Uros Bizjak Nov. 20, 2018, 10:24 a.m. UTC | #4
On Tue, Nov 20, 2018 at 8:59 AM Eric Botcazou <ebotcazou@adacore.com> wrote:
>
> > The blockage was introduced as a fix for PR14381 [1] in r79265 [2].
> > Later, the blockage was moved after return label as a fix for PR25176
> > [3] in r107871 [4].
> >
> > After that, r122626 [5] moves the blockage after the label for the
> > naked return from the function. Relevant posts from gcc-patches@ ML
> > are at [6], [7]. However, in the posts, there are no concrete
> > examples, how scheduler moves instructions from different BB around
> > blockage insn, the posts just show that there is a jump around
> > blockage when __builtin_return is used. I was under impression that
> > scheduler is unable to move instructions over BB boundaries.
>
> The scheduler works on extended basic blocks.  The [7] post gives a rather
> convincing explanation and there is a C++ testcase under PR rtl-opt/14381.
>
> > A mystery is the tree-ssa merge [8] that copies back the hunk, moved
> > in r122626 [5] to its original position.

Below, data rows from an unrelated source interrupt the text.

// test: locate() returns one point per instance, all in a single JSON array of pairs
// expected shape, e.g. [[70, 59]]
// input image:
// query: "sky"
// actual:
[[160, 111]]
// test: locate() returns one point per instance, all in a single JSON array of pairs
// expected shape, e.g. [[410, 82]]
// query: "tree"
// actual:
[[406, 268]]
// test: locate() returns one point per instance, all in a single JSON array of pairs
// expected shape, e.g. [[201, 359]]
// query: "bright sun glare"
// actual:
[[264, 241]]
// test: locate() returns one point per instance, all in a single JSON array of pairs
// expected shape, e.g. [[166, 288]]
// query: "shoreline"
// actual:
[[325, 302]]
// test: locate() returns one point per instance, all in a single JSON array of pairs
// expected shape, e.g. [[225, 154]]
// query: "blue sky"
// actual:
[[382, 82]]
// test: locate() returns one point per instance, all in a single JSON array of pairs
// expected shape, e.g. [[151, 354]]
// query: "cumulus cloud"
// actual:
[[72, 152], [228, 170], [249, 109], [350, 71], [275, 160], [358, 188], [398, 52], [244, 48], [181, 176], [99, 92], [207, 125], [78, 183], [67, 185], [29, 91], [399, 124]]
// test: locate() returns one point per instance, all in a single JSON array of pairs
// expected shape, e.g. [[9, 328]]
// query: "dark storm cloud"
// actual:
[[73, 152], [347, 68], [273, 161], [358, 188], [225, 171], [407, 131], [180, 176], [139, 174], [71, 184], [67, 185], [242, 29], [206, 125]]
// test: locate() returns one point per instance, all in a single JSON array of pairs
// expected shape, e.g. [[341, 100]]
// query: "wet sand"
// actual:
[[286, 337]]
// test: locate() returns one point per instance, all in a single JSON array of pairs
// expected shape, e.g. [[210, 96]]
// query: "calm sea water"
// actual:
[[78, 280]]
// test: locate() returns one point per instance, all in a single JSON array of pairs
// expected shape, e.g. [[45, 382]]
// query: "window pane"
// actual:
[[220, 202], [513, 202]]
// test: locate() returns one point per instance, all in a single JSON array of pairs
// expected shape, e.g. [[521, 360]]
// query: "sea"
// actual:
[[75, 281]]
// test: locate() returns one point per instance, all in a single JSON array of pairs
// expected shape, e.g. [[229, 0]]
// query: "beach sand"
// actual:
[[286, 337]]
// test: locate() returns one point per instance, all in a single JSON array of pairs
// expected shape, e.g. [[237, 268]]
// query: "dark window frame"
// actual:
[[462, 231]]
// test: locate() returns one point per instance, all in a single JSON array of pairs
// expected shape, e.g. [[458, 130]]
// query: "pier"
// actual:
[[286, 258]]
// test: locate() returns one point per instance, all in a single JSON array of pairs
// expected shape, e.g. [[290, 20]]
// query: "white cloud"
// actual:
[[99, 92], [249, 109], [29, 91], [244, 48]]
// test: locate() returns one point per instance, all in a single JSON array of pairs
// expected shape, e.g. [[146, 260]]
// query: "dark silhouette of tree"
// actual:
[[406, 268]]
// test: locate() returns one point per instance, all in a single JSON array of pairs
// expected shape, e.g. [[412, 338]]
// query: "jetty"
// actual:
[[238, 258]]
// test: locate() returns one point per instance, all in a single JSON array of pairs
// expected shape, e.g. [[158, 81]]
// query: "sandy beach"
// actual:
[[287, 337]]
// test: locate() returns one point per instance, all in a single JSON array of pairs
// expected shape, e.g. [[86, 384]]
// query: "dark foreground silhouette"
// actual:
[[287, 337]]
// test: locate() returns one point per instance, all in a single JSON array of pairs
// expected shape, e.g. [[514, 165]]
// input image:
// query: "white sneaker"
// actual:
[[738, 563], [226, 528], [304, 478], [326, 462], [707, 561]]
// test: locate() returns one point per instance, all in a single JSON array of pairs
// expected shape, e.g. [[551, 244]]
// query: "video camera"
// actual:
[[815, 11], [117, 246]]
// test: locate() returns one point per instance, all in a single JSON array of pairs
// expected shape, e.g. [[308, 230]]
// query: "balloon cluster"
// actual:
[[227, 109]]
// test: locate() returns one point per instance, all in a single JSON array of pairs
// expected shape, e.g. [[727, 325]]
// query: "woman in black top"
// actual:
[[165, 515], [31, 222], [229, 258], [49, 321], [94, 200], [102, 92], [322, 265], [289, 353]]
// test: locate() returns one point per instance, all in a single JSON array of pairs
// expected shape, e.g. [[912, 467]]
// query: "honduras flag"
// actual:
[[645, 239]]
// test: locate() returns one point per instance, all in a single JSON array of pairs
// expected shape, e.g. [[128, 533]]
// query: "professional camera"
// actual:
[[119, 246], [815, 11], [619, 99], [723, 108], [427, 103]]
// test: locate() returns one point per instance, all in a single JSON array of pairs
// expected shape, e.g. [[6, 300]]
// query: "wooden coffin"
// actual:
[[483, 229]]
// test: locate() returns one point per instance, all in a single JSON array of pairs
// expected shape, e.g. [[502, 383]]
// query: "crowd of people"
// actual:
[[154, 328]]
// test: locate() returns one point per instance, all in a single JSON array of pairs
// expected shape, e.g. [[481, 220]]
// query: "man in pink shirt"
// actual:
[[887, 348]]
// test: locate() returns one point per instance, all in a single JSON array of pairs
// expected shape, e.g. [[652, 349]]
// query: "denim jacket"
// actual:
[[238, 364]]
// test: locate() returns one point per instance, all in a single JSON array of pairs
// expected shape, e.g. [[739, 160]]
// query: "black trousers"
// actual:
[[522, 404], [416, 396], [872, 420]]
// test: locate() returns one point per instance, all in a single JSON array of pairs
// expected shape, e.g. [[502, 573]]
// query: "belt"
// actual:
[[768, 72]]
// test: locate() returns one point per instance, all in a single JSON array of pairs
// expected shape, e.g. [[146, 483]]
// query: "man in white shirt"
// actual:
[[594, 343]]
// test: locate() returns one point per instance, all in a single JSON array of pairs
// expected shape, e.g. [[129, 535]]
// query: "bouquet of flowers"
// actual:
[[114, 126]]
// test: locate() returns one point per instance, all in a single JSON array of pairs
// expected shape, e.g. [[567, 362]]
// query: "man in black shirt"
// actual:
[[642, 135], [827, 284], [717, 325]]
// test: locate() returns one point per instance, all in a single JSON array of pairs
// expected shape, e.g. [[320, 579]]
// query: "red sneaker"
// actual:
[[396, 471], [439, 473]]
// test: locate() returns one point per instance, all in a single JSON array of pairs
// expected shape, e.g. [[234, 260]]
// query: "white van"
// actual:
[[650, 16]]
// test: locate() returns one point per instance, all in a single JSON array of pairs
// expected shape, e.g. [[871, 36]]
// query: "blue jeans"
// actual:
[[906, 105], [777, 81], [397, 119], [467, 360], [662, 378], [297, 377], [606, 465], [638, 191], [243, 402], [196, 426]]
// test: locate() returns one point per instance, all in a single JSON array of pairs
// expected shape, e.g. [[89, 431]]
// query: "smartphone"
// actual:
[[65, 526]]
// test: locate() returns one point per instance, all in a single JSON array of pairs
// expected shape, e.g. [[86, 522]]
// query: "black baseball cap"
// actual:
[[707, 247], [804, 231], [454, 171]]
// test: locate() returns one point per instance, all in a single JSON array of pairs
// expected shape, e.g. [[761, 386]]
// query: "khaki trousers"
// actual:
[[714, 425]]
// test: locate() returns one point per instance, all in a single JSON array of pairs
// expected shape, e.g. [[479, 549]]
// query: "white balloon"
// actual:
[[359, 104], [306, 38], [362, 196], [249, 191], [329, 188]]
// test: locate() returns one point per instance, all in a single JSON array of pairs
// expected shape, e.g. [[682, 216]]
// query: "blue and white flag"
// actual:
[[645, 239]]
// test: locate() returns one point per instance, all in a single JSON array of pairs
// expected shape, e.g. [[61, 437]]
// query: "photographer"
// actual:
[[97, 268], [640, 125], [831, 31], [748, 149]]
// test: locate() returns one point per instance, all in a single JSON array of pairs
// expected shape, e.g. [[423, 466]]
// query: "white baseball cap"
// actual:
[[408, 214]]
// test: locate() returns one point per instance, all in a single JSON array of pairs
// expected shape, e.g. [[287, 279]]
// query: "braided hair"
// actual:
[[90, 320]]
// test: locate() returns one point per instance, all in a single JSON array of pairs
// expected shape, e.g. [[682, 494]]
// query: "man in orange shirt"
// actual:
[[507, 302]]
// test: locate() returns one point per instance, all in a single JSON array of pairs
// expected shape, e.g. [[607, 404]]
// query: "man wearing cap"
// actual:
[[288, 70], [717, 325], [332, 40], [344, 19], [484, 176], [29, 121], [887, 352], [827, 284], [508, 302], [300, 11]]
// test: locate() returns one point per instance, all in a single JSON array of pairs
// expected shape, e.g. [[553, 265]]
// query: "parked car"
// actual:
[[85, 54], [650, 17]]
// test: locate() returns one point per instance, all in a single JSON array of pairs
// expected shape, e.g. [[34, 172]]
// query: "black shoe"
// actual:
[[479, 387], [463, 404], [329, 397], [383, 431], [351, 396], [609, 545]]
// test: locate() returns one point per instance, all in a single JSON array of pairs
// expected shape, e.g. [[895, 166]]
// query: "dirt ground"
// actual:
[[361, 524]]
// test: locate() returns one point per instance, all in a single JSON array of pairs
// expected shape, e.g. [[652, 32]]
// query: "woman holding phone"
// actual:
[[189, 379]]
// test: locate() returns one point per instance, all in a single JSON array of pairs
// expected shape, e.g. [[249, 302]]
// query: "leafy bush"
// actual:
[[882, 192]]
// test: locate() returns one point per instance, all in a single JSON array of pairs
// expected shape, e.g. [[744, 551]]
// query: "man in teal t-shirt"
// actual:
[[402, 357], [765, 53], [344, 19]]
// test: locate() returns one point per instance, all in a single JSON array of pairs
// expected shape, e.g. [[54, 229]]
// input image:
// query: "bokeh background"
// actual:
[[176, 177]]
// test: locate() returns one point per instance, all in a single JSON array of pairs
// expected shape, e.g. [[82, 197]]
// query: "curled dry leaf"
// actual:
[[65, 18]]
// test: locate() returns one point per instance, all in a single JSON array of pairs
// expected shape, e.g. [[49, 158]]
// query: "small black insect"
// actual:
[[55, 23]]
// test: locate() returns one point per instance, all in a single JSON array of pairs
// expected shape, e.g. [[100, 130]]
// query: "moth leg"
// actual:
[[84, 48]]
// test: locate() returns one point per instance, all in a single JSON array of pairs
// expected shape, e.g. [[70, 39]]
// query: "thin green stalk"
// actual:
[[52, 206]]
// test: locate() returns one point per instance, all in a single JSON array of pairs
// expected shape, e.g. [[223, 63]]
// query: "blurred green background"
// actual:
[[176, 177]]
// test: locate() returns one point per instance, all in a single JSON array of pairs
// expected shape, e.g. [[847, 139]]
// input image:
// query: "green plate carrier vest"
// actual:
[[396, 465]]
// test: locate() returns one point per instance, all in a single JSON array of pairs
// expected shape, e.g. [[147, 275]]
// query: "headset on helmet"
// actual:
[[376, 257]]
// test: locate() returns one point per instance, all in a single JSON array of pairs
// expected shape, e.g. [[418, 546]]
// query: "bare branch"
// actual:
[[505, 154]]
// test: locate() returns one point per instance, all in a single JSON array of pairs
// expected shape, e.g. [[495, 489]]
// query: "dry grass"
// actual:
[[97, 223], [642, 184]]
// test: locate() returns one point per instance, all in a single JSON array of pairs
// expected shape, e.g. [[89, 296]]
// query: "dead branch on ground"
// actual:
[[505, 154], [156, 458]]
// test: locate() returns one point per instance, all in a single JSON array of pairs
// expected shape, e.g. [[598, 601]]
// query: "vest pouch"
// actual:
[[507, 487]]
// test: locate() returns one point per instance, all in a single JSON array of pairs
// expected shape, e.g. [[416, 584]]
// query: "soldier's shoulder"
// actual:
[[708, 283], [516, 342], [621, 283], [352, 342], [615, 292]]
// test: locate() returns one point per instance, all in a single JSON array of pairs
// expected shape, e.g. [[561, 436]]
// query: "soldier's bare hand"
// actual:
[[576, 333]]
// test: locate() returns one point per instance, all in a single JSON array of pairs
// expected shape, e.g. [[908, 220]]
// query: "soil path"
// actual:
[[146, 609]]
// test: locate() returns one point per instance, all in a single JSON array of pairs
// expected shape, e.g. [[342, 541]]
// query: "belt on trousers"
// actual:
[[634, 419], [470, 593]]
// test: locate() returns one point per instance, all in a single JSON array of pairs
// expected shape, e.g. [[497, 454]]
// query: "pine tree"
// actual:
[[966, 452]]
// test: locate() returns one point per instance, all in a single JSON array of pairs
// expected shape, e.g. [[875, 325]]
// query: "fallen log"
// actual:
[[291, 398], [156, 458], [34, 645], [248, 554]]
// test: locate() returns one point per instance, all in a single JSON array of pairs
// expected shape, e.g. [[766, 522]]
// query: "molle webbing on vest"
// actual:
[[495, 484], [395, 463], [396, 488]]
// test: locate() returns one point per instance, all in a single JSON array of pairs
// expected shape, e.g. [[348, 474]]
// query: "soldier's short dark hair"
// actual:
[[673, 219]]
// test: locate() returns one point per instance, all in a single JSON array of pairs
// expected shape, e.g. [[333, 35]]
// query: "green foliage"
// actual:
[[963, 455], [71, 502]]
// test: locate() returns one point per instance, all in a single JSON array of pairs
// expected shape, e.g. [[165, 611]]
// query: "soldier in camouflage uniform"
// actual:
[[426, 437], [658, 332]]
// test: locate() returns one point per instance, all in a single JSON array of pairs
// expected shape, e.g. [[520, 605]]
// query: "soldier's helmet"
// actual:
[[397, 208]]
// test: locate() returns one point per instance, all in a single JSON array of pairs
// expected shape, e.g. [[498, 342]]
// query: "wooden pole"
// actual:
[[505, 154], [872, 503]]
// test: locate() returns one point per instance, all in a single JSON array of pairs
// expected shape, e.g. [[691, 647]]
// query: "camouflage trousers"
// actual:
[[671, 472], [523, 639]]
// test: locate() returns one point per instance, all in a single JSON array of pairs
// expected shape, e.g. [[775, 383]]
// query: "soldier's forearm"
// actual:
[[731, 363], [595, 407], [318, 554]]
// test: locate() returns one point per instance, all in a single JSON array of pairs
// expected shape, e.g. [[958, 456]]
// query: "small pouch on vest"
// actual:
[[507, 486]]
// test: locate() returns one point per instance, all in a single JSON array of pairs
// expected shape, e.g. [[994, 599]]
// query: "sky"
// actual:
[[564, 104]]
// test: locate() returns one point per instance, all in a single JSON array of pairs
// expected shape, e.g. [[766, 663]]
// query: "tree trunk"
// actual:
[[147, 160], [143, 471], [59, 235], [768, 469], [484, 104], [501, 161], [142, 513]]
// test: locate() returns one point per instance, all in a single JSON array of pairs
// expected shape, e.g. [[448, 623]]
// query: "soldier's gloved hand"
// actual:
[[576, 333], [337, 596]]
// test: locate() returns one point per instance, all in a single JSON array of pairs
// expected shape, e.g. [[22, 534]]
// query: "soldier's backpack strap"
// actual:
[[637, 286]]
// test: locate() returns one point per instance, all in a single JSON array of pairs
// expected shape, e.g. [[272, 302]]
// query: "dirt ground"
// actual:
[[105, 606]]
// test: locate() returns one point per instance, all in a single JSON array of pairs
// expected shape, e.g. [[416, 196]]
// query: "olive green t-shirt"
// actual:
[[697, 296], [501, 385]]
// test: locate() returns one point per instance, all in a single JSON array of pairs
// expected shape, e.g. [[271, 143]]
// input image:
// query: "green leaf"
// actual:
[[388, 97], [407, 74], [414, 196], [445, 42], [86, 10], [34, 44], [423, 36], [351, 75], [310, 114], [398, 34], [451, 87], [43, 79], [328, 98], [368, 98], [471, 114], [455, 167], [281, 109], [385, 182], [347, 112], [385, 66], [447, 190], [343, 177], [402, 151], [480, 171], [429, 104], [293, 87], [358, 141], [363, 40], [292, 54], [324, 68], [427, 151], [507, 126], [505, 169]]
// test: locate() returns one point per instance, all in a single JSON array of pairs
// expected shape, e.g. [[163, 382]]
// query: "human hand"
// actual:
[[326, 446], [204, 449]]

From this revision onwards,
> > we emit two blockages.
>
> It's the dataflow merge, not the tree-ssa merge.  The additional blockage
> might be needed for DF.
>
> Given that the current PR is totally artificial, I think that we need to be
> quite conservative and only do something on mainline.  And even there I'd be
> rather conservative and remove the kludge only for targets that emit unwind
> information in the epilogue (among which there is x86 I presume).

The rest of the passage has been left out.